2022-06-13 04:08:00 Little cute of Jingjing family

Day45. Data analysis practice (1): Supermarket operation and maintenance data analysis



Preface

This paper mainly analyzes the operation data of the supermarket , Through analysis , Have a certain intuitive understanding of the recent operation of the supermarket . See if you can get some useful information to improve or optimize the existing operation mode , Including sales means , Customer management helps the supermarket to improve its business status , It feels very interesting .


One . Reading data

We put the data in a table , And then use pandas Read it out ( All used here are jupyter notebook).
Here, because of the data comparison clean , Therefore, no cleaning and other operations were performed after reading , But it doesn't mean it's not important .

#  Import library 
import pandas as pd

#  Reading data 
data = pd.read_csv(' Supermarket operation data .csv',encoding='gbk',parse_dates=[" Closing time "])
#  Look at the first five lines of data 
data.head()

 The first five lines of data

Two . See which categories of goods are popular

Let's start by categorizing the data ID Grouping , Then sum the sales volume after grouping , Last use reset_index Reset index .

#  Group first 
data_group_xl = data.groupby(" Category ID")[" sales "].sum().reset_index()

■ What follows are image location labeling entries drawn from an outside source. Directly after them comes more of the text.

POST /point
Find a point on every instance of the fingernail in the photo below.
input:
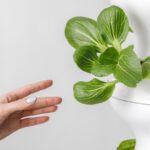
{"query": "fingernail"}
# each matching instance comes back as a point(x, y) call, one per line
point(31, 100)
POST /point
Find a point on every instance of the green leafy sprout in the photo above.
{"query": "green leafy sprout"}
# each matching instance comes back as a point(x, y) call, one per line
point(99, 51)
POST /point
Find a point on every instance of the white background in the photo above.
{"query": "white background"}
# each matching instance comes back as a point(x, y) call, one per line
point(33, 48)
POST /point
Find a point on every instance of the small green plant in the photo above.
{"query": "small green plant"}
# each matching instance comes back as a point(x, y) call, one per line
point(127, 145)
point(99, 50)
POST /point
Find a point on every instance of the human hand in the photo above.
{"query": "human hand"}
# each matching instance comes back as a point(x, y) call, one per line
point(16, 108)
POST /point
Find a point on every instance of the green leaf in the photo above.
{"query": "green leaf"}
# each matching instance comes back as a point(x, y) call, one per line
point(85, 57)
point(146, 68)
point(109, 56)
point(113, 23)
point(82, 31)
point(127, 145)
point(128, 69)
point(101, 70)
point(87, 60)
point(130, 30)
point(93, 92)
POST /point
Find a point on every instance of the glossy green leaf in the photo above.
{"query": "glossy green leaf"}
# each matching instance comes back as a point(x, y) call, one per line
point(130, 29)
point(87, 60)
point(128, 69)
point(82, 31)
point(101, 70)
point(146, 68)
point(127, 145)
point(113, 23)
point(109, 56)
point(85, 57)
point(93, 92)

#  In order to take out the top ten categories of goods with the best sales , We can `data_group` Sort by sales .
data_group_xl = data_group_xl.sort_value(by=" sales ", ascending=False).head(10)
#  Look at the grouped data 
data_group_xl

 Top ten sales

Here we can see that there is also a big difference in sales , Here, you can conduct purchase expectation and other operations according to the sales volume .

3、 ... and . Which goods are selling well

The analysis logic is consistent with the above categories .

data_group = data.groupby(" goods ID")[" sales "].sum().reset_index()
data_group.head(10)

 Top ten sales

The difference here is that the above one is classified by category , Here it is directly classified by sales volume , There is still a slight difference , That is, different priorities .

Four . Proportion of sales in different stores

First calculate the sales , Then add to the data

data[' sales '] = data[' sales ']*data[' The unit price ']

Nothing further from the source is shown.